De una novela que estoy escribiendo, este es un fragmento de cómo el héroe encara a un portador de la profecía que dicta su destino.
—…¿Y por qué tengo que ser yo? —gritó
a voz en cuello y resonó en toda la cámara— ¿Qué tal si yo tenía otros
planes, eh? —Estaba furibundo.
Su interlocutor lo miró de arriba abajo desde un antiguo
púlpito, llevó las manos hacia atrás antes de replicar.
—Así
lo dice la profecía —expresó calmado—. Tu maestro así lo creía.
—Me
importa un comino que haya dicho mi maestro —refunfuñó—. No es su
vida… Yo… —dejó la frase en el aire.
—¿No
le debes nada? —preguntó altanero el monje y soltó una risita—.
Le debes todo, por lo que sé.
—¡Cállate!
—vociferó y le apuntó con un dedo—. ¿Tú que puedes saber de mi
vida? —Estaba tan molesto que su otra mano la llevó al pomo de su espada
por mero reflejo.
—Y
si no crees en la profecía —continuó haciendo caso omiso—, ¿por
qué has seguido viviendo tu vida? ¿Por qué simplemente no cesaste tu existencia?
—cuestionó alzando una ceja—. Ah, claro —dijo
sarcásticamente—, porque simplemente no puedes, ¿cierto?

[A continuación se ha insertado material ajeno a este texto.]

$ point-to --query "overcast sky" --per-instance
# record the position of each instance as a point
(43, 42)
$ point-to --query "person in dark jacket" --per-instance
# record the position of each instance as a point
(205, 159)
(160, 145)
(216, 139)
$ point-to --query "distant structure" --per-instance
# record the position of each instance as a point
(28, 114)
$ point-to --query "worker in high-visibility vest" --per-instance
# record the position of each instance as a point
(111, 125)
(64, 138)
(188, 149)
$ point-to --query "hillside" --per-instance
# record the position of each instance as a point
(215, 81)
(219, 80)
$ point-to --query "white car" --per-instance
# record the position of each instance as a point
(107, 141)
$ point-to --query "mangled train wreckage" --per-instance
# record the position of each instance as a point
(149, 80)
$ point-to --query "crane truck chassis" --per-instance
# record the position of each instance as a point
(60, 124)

No, muchacho.
Tú simplemente sigues haciendo lo correcto.
—¿Y
qué hubieras hecho tú? —replicó aún cabreado.
El tipo desvió la mirada y se aclaró la garganta.
—Seguramente
habría muerto —contestó—. A diferencia tuya, yo no poseo tanto
valor. Y aunque hubiese estado tan entrenado como tú —explicó—,
no hubiera tenido la determinación para lograr lo mismo que tú.
—“Y
en el furor de la batalla —recitó el muchacho—, el héroe
caerá…
—…y
la guerra terminará” —concluyó el monje—. Así es…

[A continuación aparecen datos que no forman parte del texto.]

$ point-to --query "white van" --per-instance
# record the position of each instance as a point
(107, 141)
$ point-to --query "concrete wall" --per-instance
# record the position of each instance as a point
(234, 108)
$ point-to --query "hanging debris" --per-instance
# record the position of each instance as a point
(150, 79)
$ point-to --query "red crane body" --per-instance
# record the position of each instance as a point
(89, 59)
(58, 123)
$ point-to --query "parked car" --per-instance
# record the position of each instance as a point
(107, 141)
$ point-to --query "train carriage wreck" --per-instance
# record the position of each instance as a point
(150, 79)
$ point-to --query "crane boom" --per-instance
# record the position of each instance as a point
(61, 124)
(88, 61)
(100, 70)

El muchacho se dejó caer de rodillas y una lágrima corrió
sobre su mejilla. Soltó su espada y el eco sonó por todo el antiguo templo.
El monje tuvo la calma de bajar despacio y caminar hasta el justiciero
que estaba arrodillado y sollozando.
—No
te pido que lo hagas —musitó—, porque puedes simplemente escapar
de un destino mortal. Solo te pido que hagas lo que consideres correcto. Te
estoy pidiendo —dijo con más volumen— que no dejes de ser tú.

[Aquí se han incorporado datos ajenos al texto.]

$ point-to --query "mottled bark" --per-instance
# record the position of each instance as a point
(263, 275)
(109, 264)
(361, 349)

El justiciero se levantó, limpió torpemente su rostro y envainó
su espada.
—Y
bien, ¿qué piensas hacer? —preguntó el monje— mientras le
colocaba una mano en el hombro.
—No
preguntes estupideces —contestó mientras le dedicaba una mirada de pura
determinación—. Sabes exactamente qué voy a hacer.
Una sonrisa atravesó el rostro del monje. Claro, era lo que
el muchacho había hecho toda su vida.